Konferensi Tingkat Tinggi (KTT) Organisasi Kerjasama Islam (OKI) ke-12 akan digelar di Mesir pada 6-7 Februari 2013. Menteri Luar Negeri Marty Natalegawa menuturkan, belum ada perubahan jadwal menyusul kerusuhan yang terus bergejolak di Mesir.
"Hingga tadi pagi ketika kami menghubungi pihak tuan rumah maksudnya pihak Mesir, mereka bilang belum ada perubahan jadwal KTT OKI," kata Menlu Marty Natalegawa di Jakarta Convention Center (JCC), Senayan, Jakarta Pusat, Senin (28/1/2013).

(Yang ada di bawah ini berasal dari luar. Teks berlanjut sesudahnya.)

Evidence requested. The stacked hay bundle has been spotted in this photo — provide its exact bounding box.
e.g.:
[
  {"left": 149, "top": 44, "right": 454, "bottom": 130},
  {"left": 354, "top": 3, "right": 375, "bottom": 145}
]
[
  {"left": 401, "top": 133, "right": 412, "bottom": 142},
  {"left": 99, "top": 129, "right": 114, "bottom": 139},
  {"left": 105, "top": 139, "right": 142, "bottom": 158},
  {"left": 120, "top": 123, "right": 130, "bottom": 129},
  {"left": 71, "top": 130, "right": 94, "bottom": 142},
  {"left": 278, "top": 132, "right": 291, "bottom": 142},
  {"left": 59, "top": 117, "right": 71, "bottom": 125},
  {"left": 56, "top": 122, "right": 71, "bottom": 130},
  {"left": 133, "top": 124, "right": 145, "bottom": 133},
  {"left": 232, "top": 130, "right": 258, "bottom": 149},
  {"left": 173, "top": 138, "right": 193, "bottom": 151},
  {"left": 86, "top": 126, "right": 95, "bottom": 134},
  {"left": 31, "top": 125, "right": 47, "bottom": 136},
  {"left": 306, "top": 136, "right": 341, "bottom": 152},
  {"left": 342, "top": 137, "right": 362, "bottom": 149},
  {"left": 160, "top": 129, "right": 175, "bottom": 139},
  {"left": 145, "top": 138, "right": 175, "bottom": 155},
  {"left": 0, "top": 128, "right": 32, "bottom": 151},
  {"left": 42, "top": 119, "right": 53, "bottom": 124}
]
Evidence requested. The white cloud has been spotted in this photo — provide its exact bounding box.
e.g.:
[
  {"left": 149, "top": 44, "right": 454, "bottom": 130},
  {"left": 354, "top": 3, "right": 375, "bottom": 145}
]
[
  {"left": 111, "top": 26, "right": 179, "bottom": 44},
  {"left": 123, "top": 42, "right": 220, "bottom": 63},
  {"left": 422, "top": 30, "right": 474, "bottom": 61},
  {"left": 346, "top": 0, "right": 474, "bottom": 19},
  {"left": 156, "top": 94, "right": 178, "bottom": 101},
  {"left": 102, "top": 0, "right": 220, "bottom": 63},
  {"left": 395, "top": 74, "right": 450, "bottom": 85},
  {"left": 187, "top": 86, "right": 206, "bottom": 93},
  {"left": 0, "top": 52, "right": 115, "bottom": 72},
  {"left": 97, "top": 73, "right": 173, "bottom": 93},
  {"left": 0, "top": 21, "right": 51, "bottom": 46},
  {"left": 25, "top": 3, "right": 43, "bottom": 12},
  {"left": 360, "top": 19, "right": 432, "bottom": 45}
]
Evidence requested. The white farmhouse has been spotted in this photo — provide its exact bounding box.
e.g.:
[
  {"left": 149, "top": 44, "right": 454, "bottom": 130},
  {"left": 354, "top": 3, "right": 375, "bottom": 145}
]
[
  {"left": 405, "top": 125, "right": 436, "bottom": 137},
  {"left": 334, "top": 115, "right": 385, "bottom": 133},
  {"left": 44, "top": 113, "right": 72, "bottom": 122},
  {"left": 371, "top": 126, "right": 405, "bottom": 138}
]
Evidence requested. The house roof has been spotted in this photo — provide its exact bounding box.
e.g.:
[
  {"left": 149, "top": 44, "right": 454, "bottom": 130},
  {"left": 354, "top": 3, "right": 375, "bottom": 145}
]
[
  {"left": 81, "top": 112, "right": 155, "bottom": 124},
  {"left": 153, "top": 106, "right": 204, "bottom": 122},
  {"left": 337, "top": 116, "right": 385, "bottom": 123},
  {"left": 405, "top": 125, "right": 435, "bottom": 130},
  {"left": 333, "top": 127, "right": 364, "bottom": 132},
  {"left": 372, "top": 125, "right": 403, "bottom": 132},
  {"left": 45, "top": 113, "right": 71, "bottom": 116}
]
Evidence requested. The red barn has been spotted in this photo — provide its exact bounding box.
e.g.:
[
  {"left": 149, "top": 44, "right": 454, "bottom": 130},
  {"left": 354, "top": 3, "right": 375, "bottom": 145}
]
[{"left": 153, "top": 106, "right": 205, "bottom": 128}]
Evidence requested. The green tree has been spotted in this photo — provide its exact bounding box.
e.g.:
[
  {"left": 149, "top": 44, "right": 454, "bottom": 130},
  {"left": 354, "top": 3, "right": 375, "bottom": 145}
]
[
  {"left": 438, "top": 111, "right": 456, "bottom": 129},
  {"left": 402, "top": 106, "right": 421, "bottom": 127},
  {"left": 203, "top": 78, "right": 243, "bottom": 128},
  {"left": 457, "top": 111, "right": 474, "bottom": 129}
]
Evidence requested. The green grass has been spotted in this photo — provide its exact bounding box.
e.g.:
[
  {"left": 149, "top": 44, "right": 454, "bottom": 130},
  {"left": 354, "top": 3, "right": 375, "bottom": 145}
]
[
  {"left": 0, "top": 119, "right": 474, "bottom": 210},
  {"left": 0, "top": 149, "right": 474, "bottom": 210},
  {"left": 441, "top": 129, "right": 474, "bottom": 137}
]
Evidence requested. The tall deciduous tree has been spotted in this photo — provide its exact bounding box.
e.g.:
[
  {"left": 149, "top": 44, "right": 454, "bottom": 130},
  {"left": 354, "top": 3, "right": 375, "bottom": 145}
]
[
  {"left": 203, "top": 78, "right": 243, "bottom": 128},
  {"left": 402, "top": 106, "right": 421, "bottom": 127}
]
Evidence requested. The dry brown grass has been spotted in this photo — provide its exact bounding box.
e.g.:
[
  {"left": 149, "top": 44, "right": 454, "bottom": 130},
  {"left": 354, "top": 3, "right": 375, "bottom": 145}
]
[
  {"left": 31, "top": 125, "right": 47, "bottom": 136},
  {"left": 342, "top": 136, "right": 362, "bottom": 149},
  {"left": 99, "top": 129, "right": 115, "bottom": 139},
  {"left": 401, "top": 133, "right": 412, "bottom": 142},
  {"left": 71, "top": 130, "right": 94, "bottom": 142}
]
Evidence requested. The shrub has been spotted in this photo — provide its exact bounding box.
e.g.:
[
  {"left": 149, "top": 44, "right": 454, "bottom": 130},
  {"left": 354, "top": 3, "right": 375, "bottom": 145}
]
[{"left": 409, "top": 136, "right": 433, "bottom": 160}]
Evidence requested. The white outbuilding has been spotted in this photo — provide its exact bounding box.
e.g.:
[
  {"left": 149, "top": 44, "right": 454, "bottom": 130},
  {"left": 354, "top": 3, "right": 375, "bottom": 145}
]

Namun menurut Marty, Kemenlu masih terus menunggu dan memonitor perkembangannya, seandainya ada perkembangan atau ada perubahan sikap dari tuan rumah terkait jadwal pelaksanaan KTT OKI.
SCROLL TO CONTINUE WITH CONTENT
Sementara, soal kehadiran presiden SBY dalam KTT itu, Marty menegaskan presiden tetap akan hadir, namun menyusul setelah sebelumnya mengunjungi sejumlah negara Timur Tengah.
"Iya betul (SBY menyusul). Rangkaiannya kan Liberia, Nigeria, Arab Saudi kemudian ke Mesir," kata Marty.
Ada kemungkinan KTT tidak digelar di Mesir?
"Tentu kita akan sesuaikan, karena itu saya memahami karena keadaannya kan begitu," ucapnya.
Sebagaimana diketahui, Presiden Mesir Mohammed Morsi memberlakukan status darurat untuk beberapa daerah di Mesir yaitu Port Said, Suez dan Ismalia setelah beberapa hari kota-kota itu diguncang rusuh. Jam malam diberlakukan antara pukul 21:00 sampai 06:00 pagi, dan akan dilangsungkan hingga 30 hari mulai Senin (28/1) ini.